Une altercation, mercredi dernier, a jeté davantage de lumière sur un phénomène quasi quotidien depuis des mois. Relaté dans La Provence, l’incident est décrit par la préfecture de police comme une altercation entre “des personnes qui ont agressé des membres de la brigade canine” devant le commissariat, se soldant par le placement en garde à vue de deux individus. Une quinzaine de jeunes aurait pris à partie les fonctionnaires pour pouvoir rester à l’intérieur et obtenir une nuit à l’hôtel.
“On était là, jusqu’à 23 heures, il faisait froid, on est rentrés dedans pour attendre, on a montré nos OPP [document attestation qu’il est reconnu mineur par la justice et doit donc être placé sous la protection des services éducatifs, ndlr] et ils ont voulu nous mettre dehors. On a dit “on est des mineurs, on a les OPP, on peut pas partir”, et puis ils ont envoyé les gros chiens”, raconte par téléphone dans un français hésitant Alassane, âgé de 16 ans, sans bien préciser si les chiens étaient attachés, et la nature exacte des échanges avec les fonctionnaires de la brigade canine. Alassane a finalement dormi à la gare Saint-Charles.

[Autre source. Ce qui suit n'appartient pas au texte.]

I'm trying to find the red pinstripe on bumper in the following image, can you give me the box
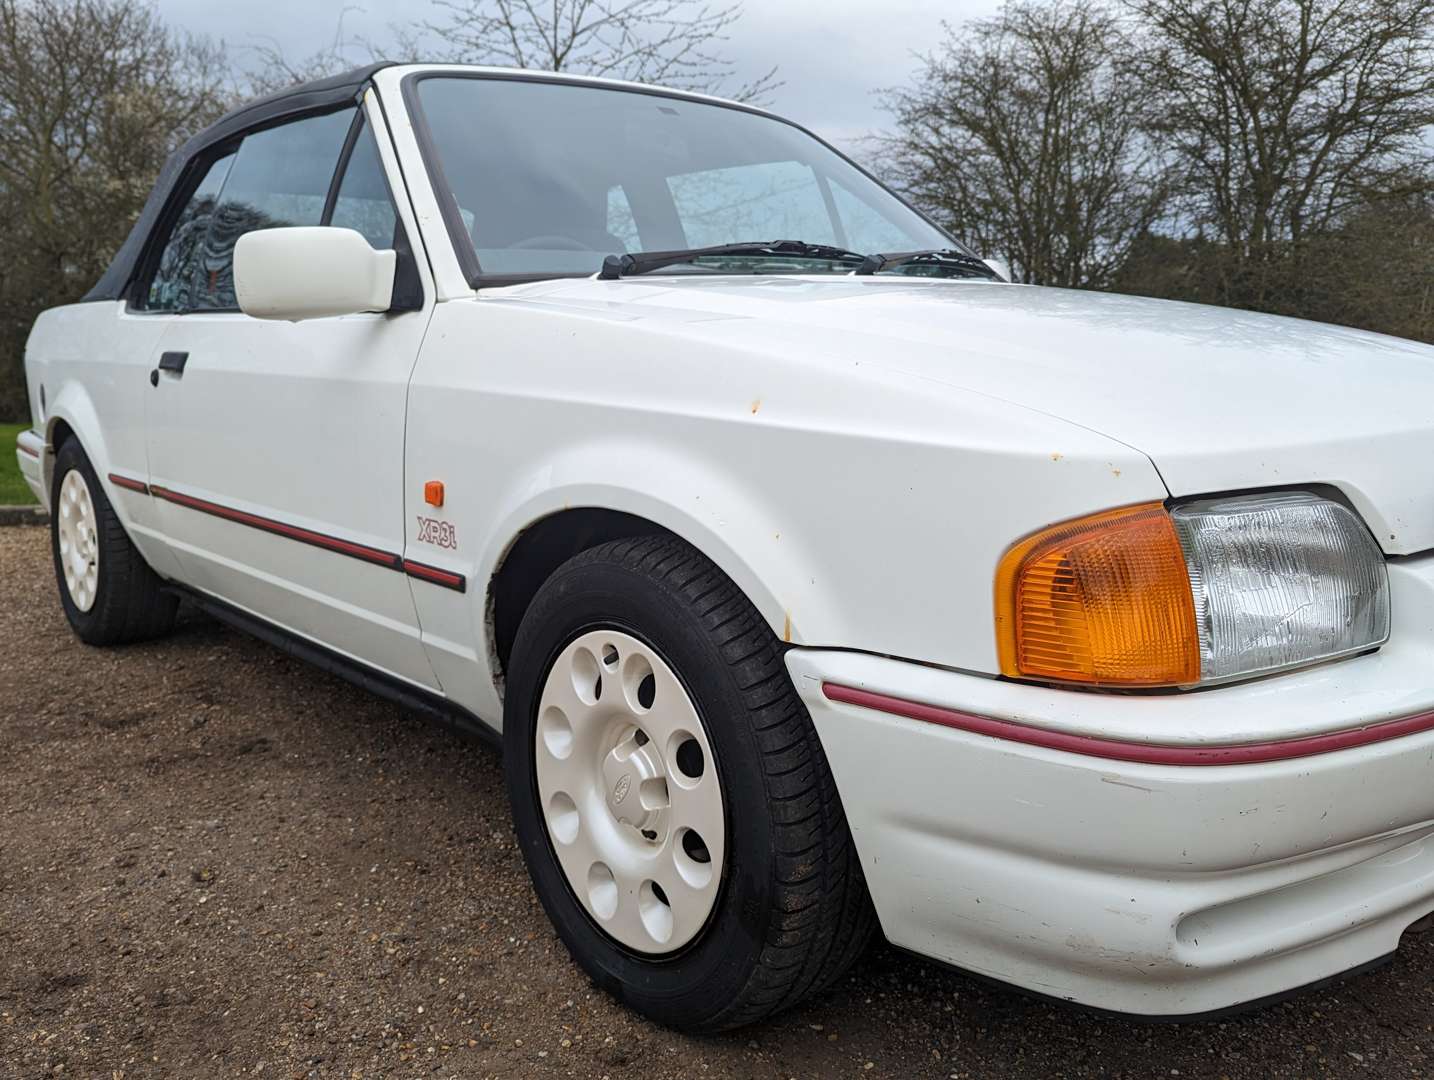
[822,682,1434,766]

Le commissariat, pivot de l’hébergement de la dernière chance
Si les mineurs isolés étrangers se tournent vers le commissariat, c’est que, de l’aveu général, le dispositif de mise à l’abri d’urgence relevant du conseil départemental n’est pas en capacité de répondre aux besoins actuels.
Au Manba, le local du collectif Migrants 13, très actif sur l’accompagnement des migrants et à l’origine de la mobilisation de l’église Saint-Ferréol, les militants ne constatent pas d’amélioration. “À cause de la clé de répartition nationale, on voit toujours des jeunes qui arrivent d’autres départements, avec des signalements du procureur, afin d’être placés, et qui ne sont ni reçus, ni accompagnés, ou mis à l’abri, observe Federico, qui s’occupe particulièrement du sujet. Les jeunes doivent se rendre trois fois par semaine à l’Addap [l’association missionnée par le conseil départemental, ndlr] pour rester inscrits sur la liste d’attente, mais la seule réponse de l’Addap c’est qu’il faut attendre. Alors tous les jours des mineurs traînent vers le commissariat de Noailles, pour trouver un hébergement d’urgence”.
Suite à l’occupation de l’église Saint-Ferréol plusieurs jours sur le Vieux-Port, le département avait ouvert en urgence un lieu inoccupé, l’ancienne maison des solidarités François de Pressensé, pour mettre à l’abri 66 jeunes, accompagnés par l’Addap 13 et la Croix rouge. Trois mois plus tard, l’Addap 13 reste évasive sur le nombre de personnes placées en foyers – autour d’une dizaine – et confirme qu’au moins un hébergé a été déclaré majeur, et est donc sorti du dispositif. Comme attendu, le lieu n’a pas vocation a prendre en charge de nouveaux arrivants, et pourrait fermer ses portes une fois chaque jeune placé dans une structure d’accompagnement pérenne.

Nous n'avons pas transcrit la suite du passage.